Out of 52 cards, one card can be drawn in 52 ways.
So, total number of elementary events \(=52\)
(i) There are four ace cards in a pack of 52 cards. So, one ace can be chosen in 4 ways.
Favorable number of elementary events \(=4\)
Hence, required probability \(=4 / 52=1 / 13\)
(ii) There are 26 red cards in a pack of 52 cards. Out of 26 red cards, one card can be chosen in 26 ways.
Favourable number of elementary events \(=26\)
Hence, required probability=26/52=1/2
(iii) There are 26 red cards, including two red kings, in a pack of 52 playing cards. Also, there are 4 kings, two red and two black. Therefore, card drawn will be a red card or a king if it is any one of 28 cards ( 26 red cards and 2 black kings).

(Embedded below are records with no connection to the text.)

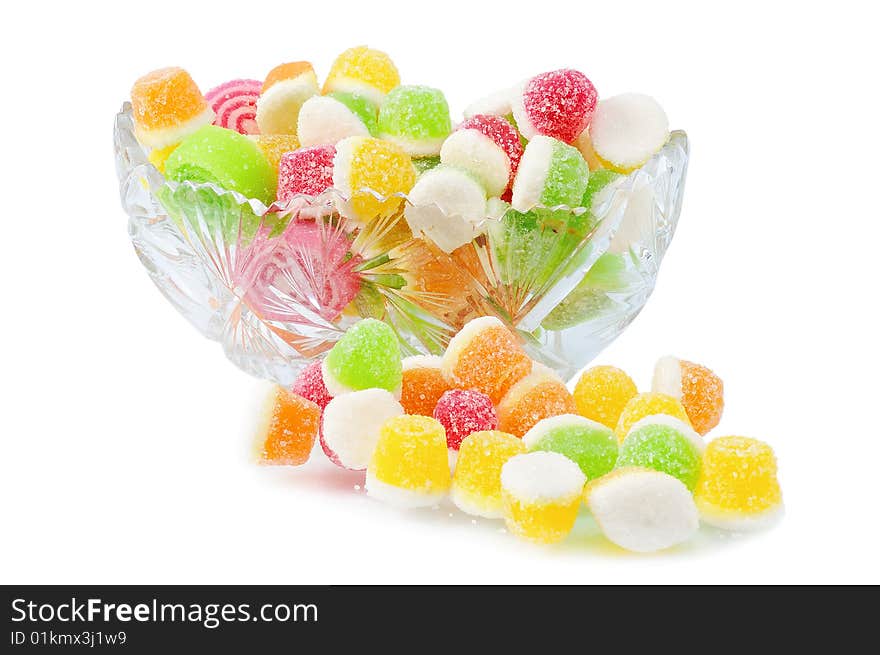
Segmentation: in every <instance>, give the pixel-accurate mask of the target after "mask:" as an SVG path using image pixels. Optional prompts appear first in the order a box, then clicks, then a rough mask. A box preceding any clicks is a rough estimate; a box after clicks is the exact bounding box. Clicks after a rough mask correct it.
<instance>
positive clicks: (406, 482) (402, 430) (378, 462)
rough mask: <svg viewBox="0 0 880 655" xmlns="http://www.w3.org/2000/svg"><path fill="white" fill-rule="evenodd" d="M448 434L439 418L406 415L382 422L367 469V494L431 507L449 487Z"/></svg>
mask: <svg viewBox="0 0 880 655" xmlns="http://www.w3.org/2000/svg"><path fill="white" fill-rule="evenodd" d="M450 482H451V475H450V473H449V462H448V459H447V450H446V435H445V433H444V431H443V426H442V425H441V424H440V422H439V421H437V420H436V419H433V418H431V417H428V416H415V415H405V416H398V417H395V418H392V419H389V420H388V421H386V422H385V424H384V425H382V429H381V434H380V436H379V442H378V443H377V444H376V448H375V450H374V451H373V455H372V458H371V459H370V465H369V468H368V469H367V481H366V486H367V494H368V495H369V496H372V497H373V498H377V499H379V500H382V501H384V502H386V503H389V504H391V505H395V506H397V507H403V508H409V507H431V506H433V505H436V504H437V503H438V502H440V501H441V500H442V499H443V498H444V497H445V496H446V494H447V492H448V491H449V485H450Z"/></svg>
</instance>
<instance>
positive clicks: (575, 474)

Favourable number of elementary events \(=28\)
Hence, required probability=28/52=7/13.
(iv) A card is drawn will be red as well as king, if it is a red king. There are 2 red kings in a pack of 52 playing cards.
Favourable number of elementary events \(=2\)
Hence, required probability=2/52=1/26.
(v) In a deck of 52 cards: kings, queens, and jacks are called face cards. Thus, there are 12 face cards. So, one face card can be chosen in 12 way.
Favourable number of elementary events=12
Hence, required probability=12/52=3/13.
(vi) There are 6 red face cards 3 each from diamonds and hearts. Out of these 6 red Face cards, one card can be chosen in 6 ways.
Favourable number of elementary events \(=6\)
Hence, required probability=6/52=3/26.
(vii) There is only one ' \(2^{\prime}\) of spades.
Favourable number of elementary events= 1
Hence, required probability \(=1 / 52\).
(viii) There are two suits of black cards viz. spades and clubs. Each suit contains one card bearing number 10 .
Favourable number of elementary events \(=2\)
Hence, required probability \(=2 / 52=1 / 26\).